I must have stood in the spot and screamed. Clutched my hair. Done nothing but make noise and create more chaos. I couldn’t think. I was terrible with emergencies. Jay was terrible with blood, even now standing with his back toward me, saying, “I can’t look!”
“Go get towels!” I finally screamed at Jay, turning toward Lucas, who was already disentangling himself from Winnie, his body upright and seemingly unharmed while Winnie lay on the ground mewing like a cat. Josh standing over Winnie, his eyes wide with wonder and fright.

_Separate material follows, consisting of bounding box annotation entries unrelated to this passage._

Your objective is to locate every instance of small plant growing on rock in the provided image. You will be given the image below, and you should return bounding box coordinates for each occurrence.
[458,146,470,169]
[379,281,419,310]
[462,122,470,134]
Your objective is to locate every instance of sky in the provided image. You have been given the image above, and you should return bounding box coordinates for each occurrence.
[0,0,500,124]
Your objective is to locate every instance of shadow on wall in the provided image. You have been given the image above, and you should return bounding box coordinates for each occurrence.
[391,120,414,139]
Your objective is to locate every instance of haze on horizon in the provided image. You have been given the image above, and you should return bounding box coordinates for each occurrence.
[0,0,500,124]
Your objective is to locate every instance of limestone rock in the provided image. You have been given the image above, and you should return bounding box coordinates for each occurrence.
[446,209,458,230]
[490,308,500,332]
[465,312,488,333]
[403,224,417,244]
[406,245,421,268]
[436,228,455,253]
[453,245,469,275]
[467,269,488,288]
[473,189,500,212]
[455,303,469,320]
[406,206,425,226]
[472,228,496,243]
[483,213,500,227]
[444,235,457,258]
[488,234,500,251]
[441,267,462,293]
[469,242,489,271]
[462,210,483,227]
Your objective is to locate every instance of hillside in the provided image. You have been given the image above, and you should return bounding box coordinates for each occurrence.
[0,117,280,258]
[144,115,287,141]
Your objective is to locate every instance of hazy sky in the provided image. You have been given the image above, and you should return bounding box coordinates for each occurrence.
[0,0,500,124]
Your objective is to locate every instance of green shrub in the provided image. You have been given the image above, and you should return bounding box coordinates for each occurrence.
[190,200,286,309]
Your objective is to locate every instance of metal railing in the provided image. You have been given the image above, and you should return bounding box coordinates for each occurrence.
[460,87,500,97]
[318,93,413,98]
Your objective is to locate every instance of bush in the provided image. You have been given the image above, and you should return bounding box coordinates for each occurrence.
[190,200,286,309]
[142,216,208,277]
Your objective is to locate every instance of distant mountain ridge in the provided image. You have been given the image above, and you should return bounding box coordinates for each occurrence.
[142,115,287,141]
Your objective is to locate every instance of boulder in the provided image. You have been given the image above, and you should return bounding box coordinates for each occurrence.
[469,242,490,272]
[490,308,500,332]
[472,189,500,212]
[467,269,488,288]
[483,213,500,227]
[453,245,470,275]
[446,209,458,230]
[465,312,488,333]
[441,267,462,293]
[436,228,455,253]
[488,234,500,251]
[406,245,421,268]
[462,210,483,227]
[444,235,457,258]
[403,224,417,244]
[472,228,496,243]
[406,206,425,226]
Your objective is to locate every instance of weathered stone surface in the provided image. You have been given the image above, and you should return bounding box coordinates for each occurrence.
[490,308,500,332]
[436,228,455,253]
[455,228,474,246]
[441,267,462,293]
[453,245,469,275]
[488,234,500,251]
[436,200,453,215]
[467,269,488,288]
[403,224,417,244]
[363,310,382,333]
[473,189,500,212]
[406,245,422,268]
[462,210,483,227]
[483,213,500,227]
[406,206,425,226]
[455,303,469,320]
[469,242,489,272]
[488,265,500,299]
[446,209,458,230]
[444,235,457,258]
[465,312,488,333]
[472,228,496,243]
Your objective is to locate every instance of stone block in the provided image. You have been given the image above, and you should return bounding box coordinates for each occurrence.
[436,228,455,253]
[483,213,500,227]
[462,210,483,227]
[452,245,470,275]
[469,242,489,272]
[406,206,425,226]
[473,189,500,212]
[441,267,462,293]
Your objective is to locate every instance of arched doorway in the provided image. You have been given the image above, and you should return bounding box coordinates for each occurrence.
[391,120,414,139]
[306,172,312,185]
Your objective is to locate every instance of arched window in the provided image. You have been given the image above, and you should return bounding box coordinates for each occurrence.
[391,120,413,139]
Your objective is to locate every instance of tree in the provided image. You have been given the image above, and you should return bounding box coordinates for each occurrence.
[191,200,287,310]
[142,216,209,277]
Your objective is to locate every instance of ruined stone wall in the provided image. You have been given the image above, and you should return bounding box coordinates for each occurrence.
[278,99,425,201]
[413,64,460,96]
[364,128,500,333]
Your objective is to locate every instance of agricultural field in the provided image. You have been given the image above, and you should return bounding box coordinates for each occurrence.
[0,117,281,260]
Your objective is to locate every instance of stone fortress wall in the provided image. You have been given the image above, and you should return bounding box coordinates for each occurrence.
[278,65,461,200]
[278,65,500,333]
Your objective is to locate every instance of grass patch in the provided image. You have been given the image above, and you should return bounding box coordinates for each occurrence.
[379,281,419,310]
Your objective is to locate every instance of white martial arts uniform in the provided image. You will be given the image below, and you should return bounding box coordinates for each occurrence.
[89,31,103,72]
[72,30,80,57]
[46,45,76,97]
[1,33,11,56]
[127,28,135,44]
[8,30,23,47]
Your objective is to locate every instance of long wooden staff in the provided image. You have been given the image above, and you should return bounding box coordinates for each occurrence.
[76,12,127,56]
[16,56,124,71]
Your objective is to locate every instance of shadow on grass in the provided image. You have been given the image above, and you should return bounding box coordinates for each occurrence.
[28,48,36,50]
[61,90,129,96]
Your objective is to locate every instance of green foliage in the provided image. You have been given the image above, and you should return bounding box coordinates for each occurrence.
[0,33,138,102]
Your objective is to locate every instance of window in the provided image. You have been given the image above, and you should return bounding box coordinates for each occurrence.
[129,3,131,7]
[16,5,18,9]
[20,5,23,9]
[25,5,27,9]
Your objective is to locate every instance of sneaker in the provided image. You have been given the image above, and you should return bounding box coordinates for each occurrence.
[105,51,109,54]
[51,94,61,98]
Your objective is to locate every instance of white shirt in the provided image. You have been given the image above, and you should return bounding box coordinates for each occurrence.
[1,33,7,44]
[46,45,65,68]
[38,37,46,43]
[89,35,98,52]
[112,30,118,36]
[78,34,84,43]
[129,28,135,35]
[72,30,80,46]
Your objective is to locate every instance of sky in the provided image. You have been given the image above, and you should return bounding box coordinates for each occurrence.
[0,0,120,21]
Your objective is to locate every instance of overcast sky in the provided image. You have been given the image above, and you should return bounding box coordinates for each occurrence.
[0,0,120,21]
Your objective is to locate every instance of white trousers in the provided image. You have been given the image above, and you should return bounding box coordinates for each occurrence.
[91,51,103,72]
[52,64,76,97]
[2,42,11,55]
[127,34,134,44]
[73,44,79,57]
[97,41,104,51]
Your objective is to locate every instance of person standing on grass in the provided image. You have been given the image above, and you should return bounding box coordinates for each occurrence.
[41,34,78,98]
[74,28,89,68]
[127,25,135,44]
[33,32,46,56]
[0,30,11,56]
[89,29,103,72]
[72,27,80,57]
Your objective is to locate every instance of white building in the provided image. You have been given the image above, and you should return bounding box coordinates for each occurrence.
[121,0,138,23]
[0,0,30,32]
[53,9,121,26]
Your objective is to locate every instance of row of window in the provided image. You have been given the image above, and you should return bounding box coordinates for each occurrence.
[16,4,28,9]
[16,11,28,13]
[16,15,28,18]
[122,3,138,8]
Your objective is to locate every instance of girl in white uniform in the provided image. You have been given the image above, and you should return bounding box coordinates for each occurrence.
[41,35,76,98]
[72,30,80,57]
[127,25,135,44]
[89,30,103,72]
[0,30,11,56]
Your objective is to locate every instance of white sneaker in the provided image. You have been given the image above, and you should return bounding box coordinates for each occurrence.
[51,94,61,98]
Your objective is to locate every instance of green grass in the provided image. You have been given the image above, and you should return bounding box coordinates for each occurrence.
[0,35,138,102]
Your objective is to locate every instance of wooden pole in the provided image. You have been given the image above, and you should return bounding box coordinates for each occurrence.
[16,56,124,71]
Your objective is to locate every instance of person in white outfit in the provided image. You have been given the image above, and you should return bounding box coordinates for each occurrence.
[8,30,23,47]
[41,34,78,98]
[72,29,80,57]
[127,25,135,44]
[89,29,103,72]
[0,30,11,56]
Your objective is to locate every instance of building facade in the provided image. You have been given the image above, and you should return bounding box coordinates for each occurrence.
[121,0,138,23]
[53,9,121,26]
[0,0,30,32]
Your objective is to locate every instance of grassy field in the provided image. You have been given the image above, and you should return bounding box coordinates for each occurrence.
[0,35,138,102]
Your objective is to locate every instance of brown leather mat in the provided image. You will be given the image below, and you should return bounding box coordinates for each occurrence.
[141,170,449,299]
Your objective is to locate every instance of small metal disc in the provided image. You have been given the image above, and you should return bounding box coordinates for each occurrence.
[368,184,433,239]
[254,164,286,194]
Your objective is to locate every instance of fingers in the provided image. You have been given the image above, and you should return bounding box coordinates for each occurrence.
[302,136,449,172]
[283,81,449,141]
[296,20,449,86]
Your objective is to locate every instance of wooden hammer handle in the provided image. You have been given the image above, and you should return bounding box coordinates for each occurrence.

“I think I stepped on her,” Lucas said, then started to cry.
I didn’t want him to cry. I didn’t want to console him at a time like this. I wanted him to be quiet for once. To not be needy! Which was ridiculous. He was eight years old. I couldn’t help it. “Go sit on the steps!” I yelled.
“Take your voice down,” Jay said gently, squeezing my shoulder, telling the boys to go sit on the porch, handing me the napkins he’d gotten instead of the towels. Which was infuriating! I squatted down beside Winnie, smoothing her hair and placing the napkins gently over her mouth, telling her to hold them there and press a little if she could, doubting that pressing would do much good. The blood was copious, mottled, and thick. The napkins soaked and useless almost immediately.
“Call Gene!” I yelled over my shoulder, knowing my voice was too loud, that I was scaring Winnie, but unable to control my hysteria. Jay dialing Gene, waiting as it rang and rang. Where was he?
“Do you think we should call an ambulance?” Jay finally asked.
There was silence while we thought about it. The embarrassment of calling 911. The shriek of the sirens and the commotion on our lawn. Doors open. Families on stoops and in doorways. But I didn’t feel comfortable driving her to the hospital, either. What if she bled to death from her mouth injury?
Jay called 911. We waited.
“Winnie, you’re goi
ng to be okay, do you hear me?” I asked, my voice cracking, tears working their way into it.
Whimpering from Winnie, who was still on the ground.
“Winnie, I want to take you to the doctor. To make it all better. Okay?” I said, rubbing her arm, squeezing her shoulder gently toward me. Now that help was coming, I felt less scared and hysterical.
Winnie seemed to nod or at least fall in closer to me. I held her like that, half hugging, half leaning, until the ambulance came and we loaded her up, me riding with Winnie, Jay staying behind with the boys. Which seemed unfair and stupid to me. Given how bad I was with emergencies. Which made perfect sense to Jay, who couldn’t deal with the blood.
* * *
“Two chipped teeth, a cut to the gum, a pretty big gash in her lower lip, but no head injuries,” the doctor, or the doctor’s assistant, said, mumbling into his clipboard, not bothering to introduce himself to me or to Winnie when he entered our cubicle. Which annoyed me. I was standing at the side of the bed, holding Winnie’s hand, the nurse already having taken her temperature and blood pressure and assuring me that she wouldn’t bleed to death.
“Can you tell me again how this happened?” the man continued, mumbling, then looking up at me in a way that made me nervous. As if he thought I did this to her!
“I’m not her mother. I’m the neighbor,” I said, as if that explained everything.
The man shrugged and continued to stare at me with his pudgy, bearded face, his demeanor young and boyish. He was, I suddenly realized, at least ten years younger than me, which for some reason only stoked my frustration. I doubted he was even a parent!